Globally, the steel industry is witnessing consolidation and changes in the traditional business model. Instead of moving large quantities of iron ore, companies are now moving efficient material which is steel based (de-integrated production). We took into account possible steel price change, and geographical and product mix possibilities while bidding. We are optimistic that we can extract benefits from the acquisition in different scenarios.
How far were you prepared to go considering the strategic advantages that Corus offers?
I think at this point of time, in the steel industry, the business cycle has been better. We had taken a view that we would not go beyond a point of prudence and we did not reach that limit. The price has been higher than what it was when we started, owing to circumstances that existed. We believe that the price today will, looking back in time, prove to be one that was worthwhile because the price of steel companies in the coming year will likely be even higher.
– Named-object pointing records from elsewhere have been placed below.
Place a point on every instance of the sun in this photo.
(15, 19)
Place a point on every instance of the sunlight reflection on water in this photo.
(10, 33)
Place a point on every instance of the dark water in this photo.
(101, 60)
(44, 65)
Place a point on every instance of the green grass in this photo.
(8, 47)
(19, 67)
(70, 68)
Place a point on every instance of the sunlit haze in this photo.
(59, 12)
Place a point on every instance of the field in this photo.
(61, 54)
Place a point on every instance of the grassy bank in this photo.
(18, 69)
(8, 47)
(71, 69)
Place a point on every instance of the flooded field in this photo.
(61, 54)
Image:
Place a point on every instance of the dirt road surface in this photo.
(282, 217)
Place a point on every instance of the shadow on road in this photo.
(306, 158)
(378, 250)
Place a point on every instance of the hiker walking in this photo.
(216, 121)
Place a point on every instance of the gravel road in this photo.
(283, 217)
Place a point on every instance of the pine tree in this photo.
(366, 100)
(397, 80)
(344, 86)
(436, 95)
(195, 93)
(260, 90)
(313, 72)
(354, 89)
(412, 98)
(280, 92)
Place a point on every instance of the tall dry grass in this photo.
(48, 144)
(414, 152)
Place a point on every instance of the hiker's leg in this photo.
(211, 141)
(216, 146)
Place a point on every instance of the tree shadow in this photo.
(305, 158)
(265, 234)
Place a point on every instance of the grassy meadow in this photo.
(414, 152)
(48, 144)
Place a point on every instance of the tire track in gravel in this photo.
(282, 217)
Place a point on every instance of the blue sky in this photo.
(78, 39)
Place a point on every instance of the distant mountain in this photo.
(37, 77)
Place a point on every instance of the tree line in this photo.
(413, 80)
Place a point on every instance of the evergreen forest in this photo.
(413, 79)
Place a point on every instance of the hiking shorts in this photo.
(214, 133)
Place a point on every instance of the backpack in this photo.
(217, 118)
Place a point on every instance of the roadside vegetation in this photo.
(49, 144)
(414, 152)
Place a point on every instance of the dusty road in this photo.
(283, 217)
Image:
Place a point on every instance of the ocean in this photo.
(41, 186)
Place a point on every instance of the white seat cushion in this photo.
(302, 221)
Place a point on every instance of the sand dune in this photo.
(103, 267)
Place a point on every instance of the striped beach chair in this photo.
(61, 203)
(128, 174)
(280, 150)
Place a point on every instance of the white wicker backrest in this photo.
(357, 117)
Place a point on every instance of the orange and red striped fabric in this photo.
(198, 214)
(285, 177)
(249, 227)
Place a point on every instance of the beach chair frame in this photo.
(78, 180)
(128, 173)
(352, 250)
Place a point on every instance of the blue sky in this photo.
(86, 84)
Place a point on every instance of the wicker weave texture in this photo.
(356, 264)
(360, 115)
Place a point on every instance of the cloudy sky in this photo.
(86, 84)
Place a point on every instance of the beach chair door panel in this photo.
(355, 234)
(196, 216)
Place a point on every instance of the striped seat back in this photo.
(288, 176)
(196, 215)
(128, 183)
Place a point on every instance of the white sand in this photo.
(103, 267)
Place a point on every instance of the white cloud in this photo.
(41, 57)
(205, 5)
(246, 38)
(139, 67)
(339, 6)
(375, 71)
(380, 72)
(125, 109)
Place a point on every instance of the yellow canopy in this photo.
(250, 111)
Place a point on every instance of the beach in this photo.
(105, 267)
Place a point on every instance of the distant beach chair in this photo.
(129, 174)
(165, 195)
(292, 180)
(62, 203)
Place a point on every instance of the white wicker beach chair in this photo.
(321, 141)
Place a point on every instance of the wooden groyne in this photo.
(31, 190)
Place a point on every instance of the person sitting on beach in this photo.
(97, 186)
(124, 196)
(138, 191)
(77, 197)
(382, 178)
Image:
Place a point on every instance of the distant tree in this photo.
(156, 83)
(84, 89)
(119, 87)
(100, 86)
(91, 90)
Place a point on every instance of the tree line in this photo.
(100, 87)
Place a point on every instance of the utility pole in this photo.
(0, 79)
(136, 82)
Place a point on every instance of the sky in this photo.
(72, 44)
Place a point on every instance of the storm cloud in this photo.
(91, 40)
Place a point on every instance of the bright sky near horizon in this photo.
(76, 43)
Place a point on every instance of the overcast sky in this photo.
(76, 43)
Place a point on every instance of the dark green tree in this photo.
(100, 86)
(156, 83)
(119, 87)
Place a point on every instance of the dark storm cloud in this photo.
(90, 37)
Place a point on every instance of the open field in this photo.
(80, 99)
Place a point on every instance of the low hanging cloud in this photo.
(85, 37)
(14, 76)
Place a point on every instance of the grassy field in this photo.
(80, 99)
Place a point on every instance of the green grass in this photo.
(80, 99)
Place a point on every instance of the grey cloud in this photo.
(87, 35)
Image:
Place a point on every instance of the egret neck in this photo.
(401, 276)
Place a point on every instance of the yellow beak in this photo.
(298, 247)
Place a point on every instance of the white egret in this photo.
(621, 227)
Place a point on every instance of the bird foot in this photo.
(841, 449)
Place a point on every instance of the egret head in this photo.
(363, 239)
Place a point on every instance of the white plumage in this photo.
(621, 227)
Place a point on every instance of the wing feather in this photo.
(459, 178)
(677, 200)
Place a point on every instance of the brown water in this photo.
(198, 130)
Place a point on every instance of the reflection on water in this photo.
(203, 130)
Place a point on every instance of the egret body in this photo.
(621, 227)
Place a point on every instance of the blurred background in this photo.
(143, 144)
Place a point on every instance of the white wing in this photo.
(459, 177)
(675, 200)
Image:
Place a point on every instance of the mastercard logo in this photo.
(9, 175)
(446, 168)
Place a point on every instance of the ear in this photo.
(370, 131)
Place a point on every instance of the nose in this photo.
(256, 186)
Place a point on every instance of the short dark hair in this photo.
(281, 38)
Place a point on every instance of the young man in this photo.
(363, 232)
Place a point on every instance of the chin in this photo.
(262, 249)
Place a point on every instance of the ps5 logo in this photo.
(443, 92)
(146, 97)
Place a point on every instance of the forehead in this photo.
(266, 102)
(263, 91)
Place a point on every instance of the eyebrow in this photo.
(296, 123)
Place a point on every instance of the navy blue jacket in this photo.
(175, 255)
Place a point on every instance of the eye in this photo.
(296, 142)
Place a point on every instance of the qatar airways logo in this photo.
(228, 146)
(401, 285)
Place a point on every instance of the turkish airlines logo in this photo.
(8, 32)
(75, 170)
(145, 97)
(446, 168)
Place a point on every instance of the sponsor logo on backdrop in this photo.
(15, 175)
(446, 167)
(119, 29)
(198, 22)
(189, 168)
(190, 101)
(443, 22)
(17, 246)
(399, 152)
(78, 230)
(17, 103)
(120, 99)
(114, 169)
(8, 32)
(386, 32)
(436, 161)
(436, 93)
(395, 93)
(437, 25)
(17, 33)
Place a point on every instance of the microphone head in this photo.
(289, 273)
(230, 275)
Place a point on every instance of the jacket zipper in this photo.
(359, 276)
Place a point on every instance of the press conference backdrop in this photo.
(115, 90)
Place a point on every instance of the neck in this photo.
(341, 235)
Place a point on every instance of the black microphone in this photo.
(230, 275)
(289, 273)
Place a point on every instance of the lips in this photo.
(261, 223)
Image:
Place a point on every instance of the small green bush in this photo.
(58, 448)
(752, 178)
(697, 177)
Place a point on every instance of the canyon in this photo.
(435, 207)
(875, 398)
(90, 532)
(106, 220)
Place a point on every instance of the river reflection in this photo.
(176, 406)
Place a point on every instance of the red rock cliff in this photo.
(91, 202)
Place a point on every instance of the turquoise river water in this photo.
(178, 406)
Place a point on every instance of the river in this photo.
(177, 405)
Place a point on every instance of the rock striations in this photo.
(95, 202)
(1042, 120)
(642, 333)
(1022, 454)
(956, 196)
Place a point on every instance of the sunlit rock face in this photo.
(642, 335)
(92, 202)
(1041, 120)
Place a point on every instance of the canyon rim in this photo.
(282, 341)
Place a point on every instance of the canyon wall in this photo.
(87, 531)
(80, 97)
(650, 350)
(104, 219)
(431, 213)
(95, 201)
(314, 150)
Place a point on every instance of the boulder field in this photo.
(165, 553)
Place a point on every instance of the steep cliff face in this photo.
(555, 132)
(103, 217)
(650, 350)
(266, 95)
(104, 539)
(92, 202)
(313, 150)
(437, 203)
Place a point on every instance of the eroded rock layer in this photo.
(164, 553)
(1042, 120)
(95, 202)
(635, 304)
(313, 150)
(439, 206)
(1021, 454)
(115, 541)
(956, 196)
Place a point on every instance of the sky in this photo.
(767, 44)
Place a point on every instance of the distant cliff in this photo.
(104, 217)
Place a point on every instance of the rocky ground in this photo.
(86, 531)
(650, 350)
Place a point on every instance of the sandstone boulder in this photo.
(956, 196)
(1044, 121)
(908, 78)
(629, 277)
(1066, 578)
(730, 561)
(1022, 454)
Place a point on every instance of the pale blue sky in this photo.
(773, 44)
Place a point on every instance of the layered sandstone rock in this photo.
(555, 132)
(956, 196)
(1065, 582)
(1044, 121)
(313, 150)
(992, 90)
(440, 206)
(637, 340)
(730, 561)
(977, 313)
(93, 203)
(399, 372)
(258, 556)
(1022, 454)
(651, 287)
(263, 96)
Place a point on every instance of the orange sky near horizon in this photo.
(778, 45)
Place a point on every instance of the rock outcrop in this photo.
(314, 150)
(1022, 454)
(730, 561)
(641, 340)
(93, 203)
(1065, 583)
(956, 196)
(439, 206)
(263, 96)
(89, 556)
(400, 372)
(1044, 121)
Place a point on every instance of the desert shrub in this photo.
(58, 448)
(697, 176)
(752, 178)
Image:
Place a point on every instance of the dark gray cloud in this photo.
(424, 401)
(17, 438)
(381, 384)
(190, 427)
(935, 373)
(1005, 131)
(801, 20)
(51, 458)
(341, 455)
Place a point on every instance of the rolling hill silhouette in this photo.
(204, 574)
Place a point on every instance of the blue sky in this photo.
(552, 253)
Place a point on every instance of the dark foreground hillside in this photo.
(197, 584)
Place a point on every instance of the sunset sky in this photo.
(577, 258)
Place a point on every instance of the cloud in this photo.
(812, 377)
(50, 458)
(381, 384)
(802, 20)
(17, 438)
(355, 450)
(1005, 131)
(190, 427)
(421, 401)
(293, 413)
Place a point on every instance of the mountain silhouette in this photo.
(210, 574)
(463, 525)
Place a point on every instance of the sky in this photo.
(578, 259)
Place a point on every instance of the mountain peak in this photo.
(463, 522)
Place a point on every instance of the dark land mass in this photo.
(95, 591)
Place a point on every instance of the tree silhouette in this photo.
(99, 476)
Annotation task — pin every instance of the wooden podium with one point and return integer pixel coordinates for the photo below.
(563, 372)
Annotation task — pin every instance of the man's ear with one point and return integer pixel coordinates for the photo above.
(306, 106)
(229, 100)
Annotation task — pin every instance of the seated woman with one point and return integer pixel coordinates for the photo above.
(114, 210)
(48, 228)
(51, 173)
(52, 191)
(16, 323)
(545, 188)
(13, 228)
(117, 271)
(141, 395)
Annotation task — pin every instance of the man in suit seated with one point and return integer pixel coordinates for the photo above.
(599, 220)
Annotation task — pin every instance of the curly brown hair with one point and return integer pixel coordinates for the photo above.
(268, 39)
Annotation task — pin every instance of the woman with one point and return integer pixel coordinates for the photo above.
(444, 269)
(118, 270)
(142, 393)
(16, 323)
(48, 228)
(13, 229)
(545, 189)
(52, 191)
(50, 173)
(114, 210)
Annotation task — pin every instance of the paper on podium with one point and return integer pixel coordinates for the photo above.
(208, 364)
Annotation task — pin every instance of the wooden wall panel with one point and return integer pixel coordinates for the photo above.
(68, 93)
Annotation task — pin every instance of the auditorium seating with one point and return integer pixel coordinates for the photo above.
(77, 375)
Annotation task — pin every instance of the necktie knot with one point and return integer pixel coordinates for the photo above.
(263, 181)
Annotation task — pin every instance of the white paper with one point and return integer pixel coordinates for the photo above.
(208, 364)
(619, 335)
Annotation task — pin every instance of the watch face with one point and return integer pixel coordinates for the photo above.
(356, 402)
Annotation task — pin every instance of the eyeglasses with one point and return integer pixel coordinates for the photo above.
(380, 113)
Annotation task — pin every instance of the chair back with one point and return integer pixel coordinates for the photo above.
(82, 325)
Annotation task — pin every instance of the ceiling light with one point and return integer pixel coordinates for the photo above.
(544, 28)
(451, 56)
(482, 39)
What are your plans on supply of raw materials to Corus?
We plan to improve Corus’s profitability and operational efficiencies; adopt a philosophy of de-integrated production. We expect significant synergies.
Are you interested in acquiring iron ore assets overseas?
We will look at all possible opportunities in line with the company’s strategic direction.
Directionally, do you see any changes for Tata Steel from being a low cost steel maker?
The combined entity will emerge as the second-most geographically diversified steel company. It will have access to high value-added product mix and strong market positions in automotive, construction and packaging. The combine will be the second largest tin-plate maker in the world. Of course, there is a great amount of cultural fit between the two companies, which is, perhaps, the most important thing in any post-acquisition integration process between two large companies.
Could you shed light on the potential financing options for the $8 billion debt to be garnered from banks aside from the Tatas’ commitment of $4.1 billion to the SPV?
Tata Steel is working on the funding structure and financing options; the same will be announced at an appropriate time.
Does the plan include fund-raising through ADRs from group companies?
It is too premature to comment on the same.
Would the new business model of the two companies necessitate a rationalisation of the workforce?
Any new change involves a certain amount of apprehension. This acquisition is about making an entity more competitive so that jobs can also be secured better. We are not a company that looks at jobs first. We would first try and improve the productivity and output with the same number of people. It is important for us to get the respect of people, raise their motivation and strengthen the partnership.